Tuesday, June 16, 2009

"Overpaying"

In today's junk mail, something from Traveler's Insurance warned my husband that he "might be overpaying for auto insurance every year." (Exclamation point and all caps omitted.)

I'll grant you, that bit of direct mail was considerably more on the up-and-up than some we receive: The envelope identified who had sent it and it used the term "might," rather than making a definitive statement. If you pay the most fleeting attention to the senseless holocaust of tree-pulp that finds it way to your mailbox, you should know that this is saying something these days.

The brass-tacks issue, however, lies in Traveler's definition of "overpaying." I've been buying my car insurance from the same guy since 1991, knowing darned well that I can pick up the phone and know that a problem will be Dealt With. Case in point: When I moved to another state that had higher insurance rates, Dan bent the rules to "grandfather" my Wisconsin rates for as long as possible. When a deer ran into my car--not the other way around, mind you--the claims adjuster's second question (after "Is everyone alright?") was "Does anyone need a translator?" (which weirded me out enough that I blurted, "Not unless you speak deer.")

But I emphatically do not play an entire sonata in touch-tone to reach a person whose job it is to stall me for half an hour before transferring me to the next person with the same job description. When I saw the deer barreling Hell-bent-for-election toward my car, my train of thought was basically:

1.) The stupid thing's gonna head-butt my quarter-panel.
2.) There's no way it can end up in our laps.
3.) Oh well, this is why I pay for insurance.
4.) [BAM!] Yep, the stupid thing just head-butted my quarter-panel.

I'm not exaggerating, not even for humorous effect. But that, friends and brethren, why I pitch a check to American Family every single month.

Understand that, when you purchase insurance, you actually pay in two currencies. One is straight bling (however that translates to what you have to do to coax it into your bank account). The other is the time and frustration that you'll spend holding your insurance company to the terms of their bond. It's that second currency that constitutes the price-to-value ratio that should be the basis of all purchases. Particularly of intangible services such as insurance.
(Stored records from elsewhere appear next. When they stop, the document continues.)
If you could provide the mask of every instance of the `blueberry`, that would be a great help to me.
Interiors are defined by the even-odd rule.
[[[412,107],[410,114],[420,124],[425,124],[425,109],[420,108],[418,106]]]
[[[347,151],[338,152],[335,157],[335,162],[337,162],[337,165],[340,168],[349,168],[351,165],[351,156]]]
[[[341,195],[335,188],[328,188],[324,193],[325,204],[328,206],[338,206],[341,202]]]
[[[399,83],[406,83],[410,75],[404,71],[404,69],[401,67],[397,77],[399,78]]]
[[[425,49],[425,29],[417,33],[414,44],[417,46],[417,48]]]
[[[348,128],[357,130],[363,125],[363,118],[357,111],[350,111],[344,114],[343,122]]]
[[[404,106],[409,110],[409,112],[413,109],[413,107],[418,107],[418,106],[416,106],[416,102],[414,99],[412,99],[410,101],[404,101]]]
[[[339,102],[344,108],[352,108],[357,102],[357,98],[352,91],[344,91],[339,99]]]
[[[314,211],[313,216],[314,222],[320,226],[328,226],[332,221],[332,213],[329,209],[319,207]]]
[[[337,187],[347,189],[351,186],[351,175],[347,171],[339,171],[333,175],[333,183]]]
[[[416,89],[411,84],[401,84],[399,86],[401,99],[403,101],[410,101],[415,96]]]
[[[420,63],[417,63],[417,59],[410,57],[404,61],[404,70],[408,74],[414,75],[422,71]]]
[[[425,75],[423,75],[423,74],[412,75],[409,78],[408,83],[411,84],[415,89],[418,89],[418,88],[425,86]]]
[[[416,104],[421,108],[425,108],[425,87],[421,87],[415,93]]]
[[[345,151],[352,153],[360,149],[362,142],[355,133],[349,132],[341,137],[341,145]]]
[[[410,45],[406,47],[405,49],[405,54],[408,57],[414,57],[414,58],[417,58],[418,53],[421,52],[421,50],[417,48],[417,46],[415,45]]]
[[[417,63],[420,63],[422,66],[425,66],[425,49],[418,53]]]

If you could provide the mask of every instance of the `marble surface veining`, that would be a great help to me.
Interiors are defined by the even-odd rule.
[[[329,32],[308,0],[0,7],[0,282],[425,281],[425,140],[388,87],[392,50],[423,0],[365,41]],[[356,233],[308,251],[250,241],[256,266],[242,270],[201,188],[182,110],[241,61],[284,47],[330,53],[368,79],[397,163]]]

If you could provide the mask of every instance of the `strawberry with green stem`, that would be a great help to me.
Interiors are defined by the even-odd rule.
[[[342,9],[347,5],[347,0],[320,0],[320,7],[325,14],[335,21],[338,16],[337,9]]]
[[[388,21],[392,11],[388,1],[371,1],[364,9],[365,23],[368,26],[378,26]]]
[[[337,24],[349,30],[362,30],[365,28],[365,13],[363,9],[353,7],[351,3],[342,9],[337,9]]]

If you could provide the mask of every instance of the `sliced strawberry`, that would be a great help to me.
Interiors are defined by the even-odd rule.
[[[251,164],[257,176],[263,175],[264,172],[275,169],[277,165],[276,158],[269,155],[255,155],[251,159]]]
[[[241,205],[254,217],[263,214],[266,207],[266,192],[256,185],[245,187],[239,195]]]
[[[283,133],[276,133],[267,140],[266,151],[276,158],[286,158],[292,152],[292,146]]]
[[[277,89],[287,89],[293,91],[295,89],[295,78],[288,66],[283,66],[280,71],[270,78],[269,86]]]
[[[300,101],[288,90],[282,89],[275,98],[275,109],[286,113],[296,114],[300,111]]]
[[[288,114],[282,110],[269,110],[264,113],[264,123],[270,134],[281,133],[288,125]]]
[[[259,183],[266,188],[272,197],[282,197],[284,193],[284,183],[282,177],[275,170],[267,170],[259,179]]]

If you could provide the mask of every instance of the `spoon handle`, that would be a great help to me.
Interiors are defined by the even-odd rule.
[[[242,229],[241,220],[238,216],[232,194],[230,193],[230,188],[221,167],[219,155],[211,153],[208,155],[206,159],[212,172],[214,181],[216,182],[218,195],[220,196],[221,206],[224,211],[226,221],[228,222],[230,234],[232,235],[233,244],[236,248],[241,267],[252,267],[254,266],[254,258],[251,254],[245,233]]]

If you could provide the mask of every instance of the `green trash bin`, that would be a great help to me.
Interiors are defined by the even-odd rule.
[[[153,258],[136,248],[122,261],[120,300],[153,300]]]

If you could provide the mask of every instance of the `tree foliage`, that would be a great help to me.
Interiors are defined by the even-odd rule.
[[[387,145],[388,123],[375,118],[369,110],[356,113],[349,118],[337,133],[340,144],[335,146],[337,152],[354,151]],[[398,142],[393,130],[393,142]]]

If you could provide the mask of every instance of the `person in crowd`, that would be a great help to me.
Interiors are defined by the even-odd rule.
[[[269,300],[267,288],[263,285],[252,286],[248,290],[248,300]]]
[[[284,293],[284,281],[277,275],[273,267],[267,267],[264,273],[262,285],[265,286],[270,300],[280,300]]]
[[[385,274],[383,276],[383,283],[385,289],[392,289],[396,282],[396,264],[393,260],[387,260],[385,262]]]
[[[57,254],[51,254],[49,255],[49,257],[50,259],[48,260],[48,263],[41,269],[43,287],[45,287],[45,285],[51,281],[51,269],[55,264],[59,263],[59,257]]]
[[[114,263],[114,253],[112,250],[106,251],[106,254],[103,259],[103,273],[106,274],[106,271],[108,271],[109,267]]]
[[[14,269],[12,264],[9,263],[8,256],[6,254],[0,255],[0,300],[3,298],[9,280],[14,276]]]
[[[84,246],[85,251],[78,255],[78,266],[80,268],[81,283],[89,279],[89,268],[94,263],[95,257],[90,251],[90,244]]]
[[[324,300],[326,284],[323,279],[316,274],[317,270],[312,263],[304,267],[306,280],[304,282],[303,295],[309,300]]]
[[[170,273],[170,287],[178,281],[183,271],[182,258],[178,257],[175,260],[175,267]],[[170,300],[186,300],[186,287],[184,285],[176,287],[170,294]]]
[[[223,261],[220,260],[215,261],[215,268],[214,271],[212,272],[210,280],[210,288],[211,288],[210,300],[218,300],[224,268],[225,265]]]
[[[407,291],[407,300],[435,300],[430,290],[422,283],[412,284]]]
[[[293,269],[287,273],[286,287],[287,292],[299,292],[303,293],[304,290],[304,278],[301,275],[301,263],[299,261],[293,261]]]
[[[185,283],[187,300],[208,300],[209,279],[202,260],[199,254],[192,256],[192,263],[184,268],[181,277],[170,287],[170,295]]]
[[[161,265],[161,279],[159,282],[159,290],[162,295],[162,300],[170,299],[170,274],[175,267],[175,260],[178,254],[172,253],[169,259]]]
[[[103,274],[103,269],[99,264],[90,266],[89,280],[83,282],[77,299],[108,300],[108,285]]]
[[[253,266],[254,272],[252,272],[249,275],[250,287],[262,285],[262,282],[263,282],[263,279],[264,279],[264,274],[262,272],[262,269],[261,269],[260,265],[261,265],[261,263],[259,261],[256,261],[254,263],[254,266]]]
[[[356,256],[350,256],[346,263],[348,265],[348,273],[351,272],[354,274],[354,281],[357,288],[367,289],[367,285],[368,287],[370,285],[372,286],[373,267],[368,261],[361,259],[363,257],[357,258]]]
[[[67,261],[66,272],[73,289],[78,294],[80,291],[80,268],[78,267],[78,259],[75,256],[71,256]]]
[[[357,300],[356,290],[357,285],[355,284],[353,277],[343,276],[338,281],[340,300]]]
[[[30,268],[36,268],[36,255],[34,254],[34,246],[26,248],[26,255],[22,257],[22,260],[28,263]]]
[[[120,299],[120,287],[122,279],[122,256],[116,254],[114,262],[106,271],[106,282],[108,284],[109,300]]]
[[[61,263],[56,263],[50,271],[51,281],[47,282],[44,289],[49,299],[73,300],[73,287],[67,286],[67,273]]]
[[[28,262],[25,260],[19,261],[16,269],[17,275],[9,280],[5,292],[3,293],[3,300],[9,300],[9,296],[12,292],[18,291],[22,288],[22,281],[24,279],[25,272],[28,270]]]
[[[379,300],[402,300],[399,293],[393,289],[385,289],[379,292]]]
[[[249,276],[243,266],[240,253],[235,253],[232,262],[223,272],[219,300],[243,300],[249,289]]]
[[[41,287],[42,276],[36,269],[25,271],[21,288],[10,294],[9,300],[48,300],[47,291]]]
Now, I don't recall whether Citibank--whose executives are presumably stimulating the Bermudan economy with my tax dollars--bought out Traveler's or vice versa. And I frankly don't care, because I have no doubt that they're financially joined at the proverbial hip in the shell games that brought this recession to pass. What I do care about, however, dates back to the last recession that bit me, and Traveler's attempt to nick me when I was already bleeding. Even a decade and a half on, they could offer me free insurance, and it would still be too expensive. Why? Because knowing that I might have to fight--to the point of calling for legal backup--for what is contractually mine is not a bargain at any price.